2025 年 6 月、サイバーセキュリティ調査コミュニティが約 160 億件分のログイン情報を含む巨大なデータセットの存在を確認した。流出したデータには ID とパスワードだけでなく、クッキーやセッショントークンが含まれており、主要クラウドサービス、SNS、開発プラットフォーム、さらには一部の行政サービスまで幅広く影響を受ける可能性があるという。件数だけを見ても地球人口を大きく上回り、過去に問題となった大規模漏えいと比較しても桁違いの規模だ。

今回の情報は、端末に潜伏するインフォスティーラー型マルウェアが収集したログと、以前バラバラに流出していた古いデータが再構成されたものとみられる。およそ 30 のサブセットに分割され、一部は 35 億件超の塊となっていた、という報告もある。発生源や正確な時期を特定するのが難しいのは、複数の漏えいが混在しているためだ。

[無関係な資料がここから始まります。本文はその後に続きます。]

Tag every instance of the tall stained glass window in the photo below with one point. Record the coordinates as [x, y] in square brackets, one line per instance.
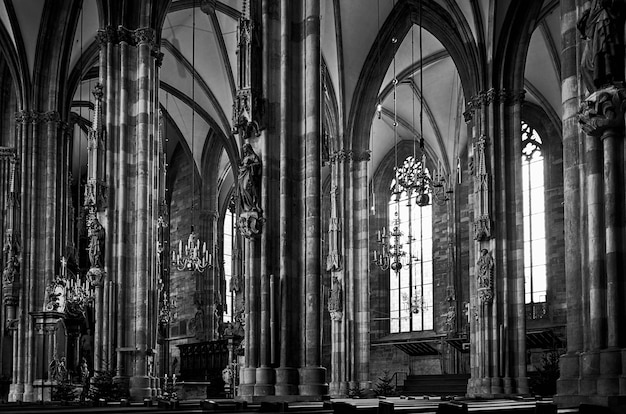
[535, 273]
[228, 264]
[411, 287]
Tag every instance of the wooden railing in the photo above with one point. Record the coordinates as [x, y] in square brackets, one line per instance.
[203, 361]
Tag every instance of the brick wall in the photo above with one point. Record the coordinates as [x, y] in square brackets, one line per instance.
[182, 283]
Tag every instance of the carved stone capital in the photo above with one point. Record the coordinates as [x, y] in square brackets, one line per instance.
[23, 117]
[250, 223]
[145, 35]
[482, 228]
[127, 36]
[50, 116]
[484, 276]
[602, 111]
[208, 6]
[362, 156]
[96, 276]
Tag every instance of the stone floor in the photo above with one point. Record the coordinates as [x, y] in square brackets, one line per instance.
[334, 406]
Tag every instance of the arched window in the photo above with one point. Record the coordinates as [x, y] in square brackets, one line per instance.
[228, 264]
[410, 286]
[533, 190]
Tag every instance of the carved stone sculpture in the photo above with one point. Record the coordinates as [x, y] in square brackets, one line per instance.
[484, 267]
[602, 27]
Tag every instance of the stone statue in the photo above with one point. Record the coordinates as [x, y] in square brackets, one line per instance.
[249, 180]
[95, 232]
[602, 27]
[335, 300]
[484, 276]
[11, 270]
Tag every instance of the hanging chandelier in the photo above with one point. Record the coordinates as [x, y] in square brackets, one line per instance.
[390, 253]
[194, 256]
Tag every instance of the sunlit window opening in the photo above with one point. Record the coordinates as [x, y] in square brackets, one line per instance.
[535, 273]
[411, 288]
[228, 265]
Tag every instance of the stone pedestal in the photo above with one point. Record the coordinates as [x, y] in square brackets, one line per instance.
[265, 380]
[246, 382]
[286, 381]
[140, 388]
[313, 382]
[338, 389]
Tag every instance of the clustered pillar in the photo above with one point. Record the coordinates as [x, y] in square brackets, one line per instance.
[593, 370]
[283, 232]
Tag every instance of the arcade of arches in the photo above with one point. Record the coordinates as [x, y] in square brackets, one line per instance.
[291, 199]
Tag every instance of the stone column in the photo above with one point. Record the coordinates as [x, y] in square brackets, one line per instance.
[568, 383]
[127, 159]
[361, 276]
[601, 117]
[335, 264]
[286, 373]
[498, 349]
[45, 345]
[312, 375]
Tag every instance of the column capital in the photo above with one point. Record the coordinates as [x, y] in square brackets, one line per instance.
[361, 156]
[603, 110]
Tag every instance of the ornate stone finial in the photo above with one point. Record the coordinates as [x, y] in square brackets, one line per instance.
[484, 277]
[208, 6]
[603, 110]
[250, 219]
[601, 27]
[96, 234]
[335, 300]
[482, 228]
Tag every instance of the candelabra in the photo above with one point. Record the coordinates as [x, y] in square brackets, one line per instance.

影響範囲は広く、クレデンシャルスタッフィングによるアカウント乗っ取りやフィッシングの高度化が懸念される。トークンやクッキーが含まれている場合、多要素認証を設定していてもセッションハイジャックを受けるリスクが残る。仮に 1 % だけが悪用されても、1 億 6,000 万件が被害にあう計算になる点は軽視できない。

すでに国内外では、保険会社や通信事業者などの大規模インシデントが続いており、「いつどこで起きても不思議ではない」という認識が定着しつつある。今回の件は、その流れを裏づける形になったといえる。

では、私たちは何をすべきか。個人の場合、サービスごとに異なる強力なパスワードを生成し、パスワードマネージャーで管理するのが基本となる。端末のマルウェアスキャンや OS・ブラウザの即時アップデートも欠かせない。多要素認証は「あれば安心」ではなく、トークンの有効期限やログイン履歴の確認といった運用面も意識したい。

組織では、ゼロトラストを前提にしたアクセス制御や、長期セッションの自動失効ポリシーが有効だ。社員教育を定期的に行い、クラウドストレージや SaaS への権限を棚卸しすることもリスク低減につながる。さらに、ダークウェブ監視や侵害の早期検知体制を整え、インシデント対応フローを明文化したうえで訓練しておくと、万一の際の被害を抑えやすい。

今回の 160 億件流出は、サイバー空間における「衛生管理」の重要性を改めて示した。完璧な防御は難しいものの、基本的な対策を確実に実行し、多層防御と迅速な検知・対応を組み合わせることで、被害を許容できるレベルへ抑え込むことは可能だ。漏えいを「起き得る前提」として備えを整える姿勢が、引き続き求められている。